Living in a city recently named “Murdertown USA,” it seems petty to complain about the parks. And maybe it’s unrealistic to expect the city to redirect valuable public resources to fund improvements for a small public square.
However, the state of a city park is a direct reflection of the socioeconomic standing of the neighborhood it is in. There is no justification for investing millions of tax dollars for capital improvements at three parks in the wealthiest areas of the city while others fall into disrepair.
What can be done about this?
Maybe membership into the Wilmington State Parks could be less exclusive.

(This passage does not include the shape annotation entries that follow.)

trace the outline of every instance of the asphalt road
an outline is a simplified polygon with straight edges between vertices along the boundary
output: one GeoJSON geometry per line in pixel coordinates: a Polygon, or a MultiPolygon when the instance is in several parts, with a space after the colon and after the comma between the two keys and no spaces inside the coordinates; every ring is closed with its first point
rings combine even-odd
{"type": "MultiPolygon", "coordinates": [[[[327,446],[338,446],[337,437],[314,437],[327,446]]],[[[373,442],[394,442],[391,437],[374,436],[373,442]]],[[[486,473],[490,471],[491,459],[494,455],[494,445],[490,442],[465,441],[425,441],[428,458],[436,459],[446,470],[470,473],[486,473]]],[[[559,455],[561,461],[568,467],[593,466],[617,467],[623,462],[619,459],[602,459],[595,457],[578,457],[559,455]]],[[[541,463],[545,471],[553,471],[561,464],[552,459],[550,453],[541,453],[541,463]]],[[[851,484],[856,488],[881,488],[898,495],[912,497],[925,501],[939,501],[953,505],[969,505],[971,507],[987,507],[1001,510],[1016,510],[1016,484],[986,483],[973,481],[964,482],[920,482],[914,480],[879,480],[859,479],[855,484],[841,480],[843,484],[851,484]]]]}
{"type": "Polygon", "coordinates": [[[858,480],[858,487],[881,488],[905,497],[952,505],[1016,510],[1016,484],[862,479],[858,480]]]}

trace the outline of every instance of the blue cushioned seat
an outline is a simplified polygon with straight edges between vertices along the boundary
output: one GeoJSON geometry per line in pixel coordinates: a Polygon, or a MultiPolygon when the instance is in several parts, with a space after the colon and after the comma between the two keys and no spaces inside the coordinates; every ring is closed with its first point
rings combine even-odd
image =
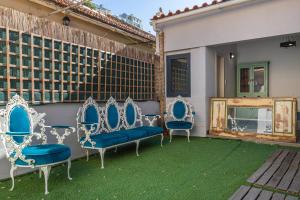
{"type": "Polygon", "coordinates": [[[147,132],[145,130],[128,129],[121,130],[118,132],[120,132],[123,135],[126,135],[130,141],[147,137],[147,132]]]}
{"type": "MultiPolygon", "coordinates": [[[[67,160],[71,156],[71,149],[63,144],[32,145],[25,147],[22,154],[26,159],[35,160],[34,165],[47,165],[67,160]]],[[[28,165],[20,159],[16,164],[28,165]]]]}
{"type": "Polygon", "coordinates": [[[169,122],[167,122],[167,127],[169,129],[191,129],[192,128],[192,122],[169,121],[169,122]]]}
{"type": "Polygon", "coordinates": [[[146,136],[147,137],[150,137],[150,136],[153,136],[153,135],[159,135],[159,134],[161,134],[164,131],[159,126],[141,126],[141,127],[134,128],[133,130],[143,130],[143,131],[146,131],[146,136]]]}
{"type": "MultiPolygon", "coordinates": [[[[85,137],[81,137],[80,141],[83,141],[85,137]]],[[[116,144],[121,144],[128,142],[128,137],[119,133],[119,131],[111,132],[111,133],[100,133],[96,135],[91,135],[91,140],[95,142],[95,147],[97,148],[105,148],[109,146],[113,146],[116,144]]],[[[85,147],[92,147],[90,142],[84,143],[85,147]]]]}

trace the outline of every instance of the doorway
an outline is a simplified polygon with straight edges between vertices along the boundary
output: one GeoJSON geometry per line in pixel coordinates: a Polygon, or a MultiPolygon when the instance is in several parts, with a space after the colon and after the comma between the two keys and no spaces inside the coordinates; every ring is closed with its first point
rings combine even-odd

Maybe Tilton Park could be absorbed into the Wilmington State Parks system along with several other open urban spaces. Or maybe we need to rethink the way the city funds and maintains its parks.
No more temporary fixes. We need real, permanent, sustainable change. Well-maintained parks improve the quality of life. This is the way to a better Wilmington.
Jordan Howell works in the English Department at the University of Delaware and is also a resident of Tiltlandia. His opinions are his own.